- Directed by: Robert A. Duncan
- Written by: writer Robert A. Duncan story Morley Callaghan
- Produced by: Andy Thomson Robert Verrall
- Starring: Michael Ironside Nicholas Podbrey
- Cinematography: Andreas Poulsson
- Edited by: Ginny Stikeman
- Music by: Chris Crilly
- Production company: Atlantis Films
- Distributed by: WonderWorks
- Release date: 1985;
- Running time: 24 minutes
- Country: Canada
- Language: English

= The Cap =

The Cap is a 1985 Canadian short film directed and written by Robert A. Duncan. The film is based on a short story by Morley Callaghan. The film was produced by Michael MacMillan, Seaton McLean, Janice Platt Andy Thomson.
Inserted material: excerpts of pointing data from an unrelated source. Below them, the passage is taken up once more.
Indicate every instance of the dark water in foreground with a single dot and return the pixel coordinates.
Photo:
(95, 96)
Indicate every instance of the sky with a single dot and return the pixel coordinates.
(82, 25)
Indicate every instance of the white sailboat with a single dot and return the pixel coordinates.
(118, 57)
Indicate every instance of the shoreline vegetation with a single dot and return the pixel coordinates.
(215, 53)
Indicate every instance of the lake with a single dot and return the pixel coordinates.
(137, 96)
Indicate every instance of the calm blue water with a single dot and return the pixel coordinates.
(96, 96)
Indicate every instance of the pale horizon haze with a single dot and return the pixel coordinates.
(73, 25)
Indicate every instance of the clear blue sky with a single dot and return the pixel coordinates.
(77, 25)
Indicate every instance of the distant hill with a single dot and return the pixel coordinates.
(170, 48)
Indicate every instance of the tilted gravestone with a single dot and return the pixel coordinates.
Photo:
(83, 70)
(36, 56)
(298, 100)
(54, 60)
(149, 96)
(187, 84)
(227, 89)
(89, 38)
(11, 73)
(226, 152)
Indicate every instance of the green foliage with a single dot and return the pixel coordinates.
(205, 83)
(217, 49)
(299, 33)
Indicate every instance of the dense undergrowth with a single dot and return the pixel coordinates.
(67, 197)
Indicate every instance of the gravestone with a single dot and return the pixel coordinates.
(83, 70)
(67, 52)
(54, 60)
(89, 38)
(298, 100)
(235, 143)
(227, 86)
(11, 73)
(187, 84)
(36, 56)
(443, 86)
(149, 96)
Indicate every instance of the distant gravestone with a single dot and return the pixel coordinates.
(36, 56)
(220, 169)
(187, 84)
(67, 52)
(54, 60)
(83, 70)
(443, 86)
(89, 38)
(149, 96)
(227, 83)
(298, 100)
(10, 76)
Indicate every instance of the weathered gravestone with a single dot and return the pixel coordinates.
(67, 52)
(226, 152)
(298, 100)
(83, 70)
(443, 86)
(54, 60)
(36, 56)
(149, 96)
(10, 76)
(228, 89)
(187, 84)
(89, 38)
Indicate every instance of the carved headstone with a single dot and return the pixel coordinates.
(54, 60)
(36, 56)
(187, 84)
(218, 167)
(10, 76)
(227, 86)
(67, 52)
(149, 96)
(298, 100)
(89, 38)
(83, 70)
The production agencies were Atlantis Films Limited and the National Film Board of Canada.

==Plot==
The plot centres on a young boy from Montreal named Steve (Nicholas Podbrey) who is given a baseball cap by his idol, Andre Dawson of the Montreal Expos. One day, Steve loses the cap and soon after discovers that it was found by the boy of a wealthy businessman. Steve along with his unemployed father (Michael Ironside), go to the wealthy boy's house to discuss the matter. After a long and heated debate, Steve and his father leave empty-handed.

==Reception==
The Cap was named to the ALA Notable Children's Videos list in 1984.